11 Mai 2022
En descendant le Mississipi sur les traces du peintre animalier Jean-Jacques Audubon, Jacques Lœuille livre, de l’Amérique actuelle, un portrait qui règle son compte à la vision édénique d’un monde naturel fondateur de l’utopie démocratique américaine.
Jean-Jacques Audubon, jeune homme épris d’aventure natif d’Haïti, se lance à vingt-cinq ans, armé de sa boîte de couleurs, dans une vie errante qui se poursuivra le long du fleuve Mississipi quinze années durant, de 1810 à 1826, au bout desquelles il débarque à Londres avec son portfolio. Pour représenter les magnifiques espèces d’oiseaux qui peuplent la contrée – la vallée est le couloir de très nombreuses migrations aviaires – qu’il représente grandeur nature, c’est à coups de petits plombs et d’une mise en scène qui les réinstalle dans leur environnement naturel qu’il procède. Ses planches demeurent, encore aujourd’hui une documentation naturaliste d’une importance majeure. Le cinéaste et plasticien Jacques Lœuille part sur ses traces pour dresser un portrait d’une Amérique où passé et présent se croisent et se recoupent.
Audubon, une référence naturaliste
Bien que plus de deux siècles nous séparent de l’expédition menée par Audubon dans des conditions hasardeuses et précaires, tous s’accordent aujourd’hui sur la qualité des représentations offertes par le dessinateur et peintre. Non seulement il fait des oiseaux une représentation extrêmement fidèle, de la couleur du plumage aux proportions, mais il leur rend leur vivacité naturelle et les installe dans leur milieu, n’hésitant pas à recourir à des saynètes comme lorsqu’il représente le combat d’un oiseau et d’un reptile ou montre un oiseau mort déchiqueté par des faucons pèlerins. Spatules rosées, flamants roses et aigrettes s’ébattent au bord de l’eau tandis que le pivert cherche sa nourriture dans l’écorce des arbres ou que le perroquet se régale de fruits sauvages. Quant à la bernache du Canada, c’est sur fond de montagnes enneigées qu’elle apparaît, tant le voyage le long du Mississipi est étendu.

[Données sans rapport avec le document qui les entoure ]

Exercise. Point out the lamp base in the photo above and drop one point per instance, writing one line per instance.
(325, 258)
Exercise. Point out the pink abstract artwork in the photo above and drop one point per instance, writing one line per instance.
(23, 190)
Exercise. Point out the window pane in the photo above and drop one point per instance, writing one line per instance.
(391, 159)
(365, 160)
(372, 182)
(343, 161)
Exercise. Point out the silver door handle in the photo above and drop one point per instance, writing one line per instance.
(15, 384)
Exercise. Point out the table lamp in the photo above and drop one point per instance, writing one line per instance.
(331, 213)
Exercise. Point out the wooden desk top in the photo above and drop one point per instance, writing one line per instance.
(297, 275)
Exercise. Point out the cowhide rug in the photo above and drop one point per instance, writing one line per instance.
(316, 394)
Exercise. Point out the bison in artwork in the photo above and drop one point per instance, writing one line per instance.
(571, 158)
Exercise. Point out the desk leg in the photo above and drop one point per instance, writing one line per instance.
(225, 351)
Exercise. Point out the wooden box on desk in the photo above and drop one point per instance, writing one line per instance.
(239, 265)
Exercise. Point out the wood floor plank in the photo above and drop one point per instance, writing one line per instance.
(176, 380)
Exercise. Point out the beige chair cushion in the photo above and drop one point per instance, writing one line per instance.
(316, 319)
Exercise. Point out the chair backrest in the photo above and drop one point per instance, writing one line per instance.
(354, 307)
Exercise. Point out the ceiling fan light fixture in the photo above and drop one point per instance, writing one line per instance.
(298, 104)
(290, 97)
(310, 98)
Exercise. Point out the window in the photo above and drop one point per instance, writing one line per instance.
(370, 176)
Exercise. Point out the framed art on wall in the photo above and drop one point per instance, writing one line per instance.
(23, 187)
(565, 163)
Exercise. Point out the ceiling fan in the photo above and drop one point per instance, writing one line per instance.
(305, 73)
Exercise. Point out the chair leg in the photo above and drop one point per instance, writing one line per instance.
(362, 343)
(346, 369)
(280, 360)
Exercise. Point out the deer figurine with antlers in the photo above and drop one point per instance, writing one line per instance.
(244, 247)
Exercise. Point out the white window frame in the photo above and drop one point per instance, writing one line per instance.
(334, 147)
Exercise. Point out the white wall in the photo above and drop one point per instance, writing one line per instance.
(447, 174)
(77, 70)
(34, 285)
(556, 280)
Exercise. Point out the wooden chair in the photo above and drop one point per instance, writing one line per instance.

Le Mississipi, du Nord au Sud
Ce n’est pas moins de 3 780 kilomètres qu’il faut parcourir, de la source à l’embouchure du fleuve qui s’ouvre sur un large delta marécageux. Une trajectoire suivant un axe quasiment nord-sud qui mène de la zone des Grands Lacs au golfe du Mexique et traverse 2 Provinces canadiennes et 31 États des États-Unis. Gonflées au nord au printemps par la fonte des glaces, les eaux du fleuve reçoivent, dans leur partie inférieure, des pluies tropicales abondantes. Le bassin hydrologique du Mississipi constitue le plus grand système continu de marécages du continent nord-américains, offrant aux oiseaux refuge et nourriture. Fleuve emblématique de ce Nouveau Monde que cherchaient les Européens, où Mère Nature dispensait ses bienfaits, il portait en lui le parfum de liberté que procure la nature sauvage et l’aspiration à un mode de vie très rousseauiste. Le film revient à plusieurs reprises sur ce mythe de l’âge d’or, de la Terre Promise qui court comme un leitmotiv à travers l’histoire américaine.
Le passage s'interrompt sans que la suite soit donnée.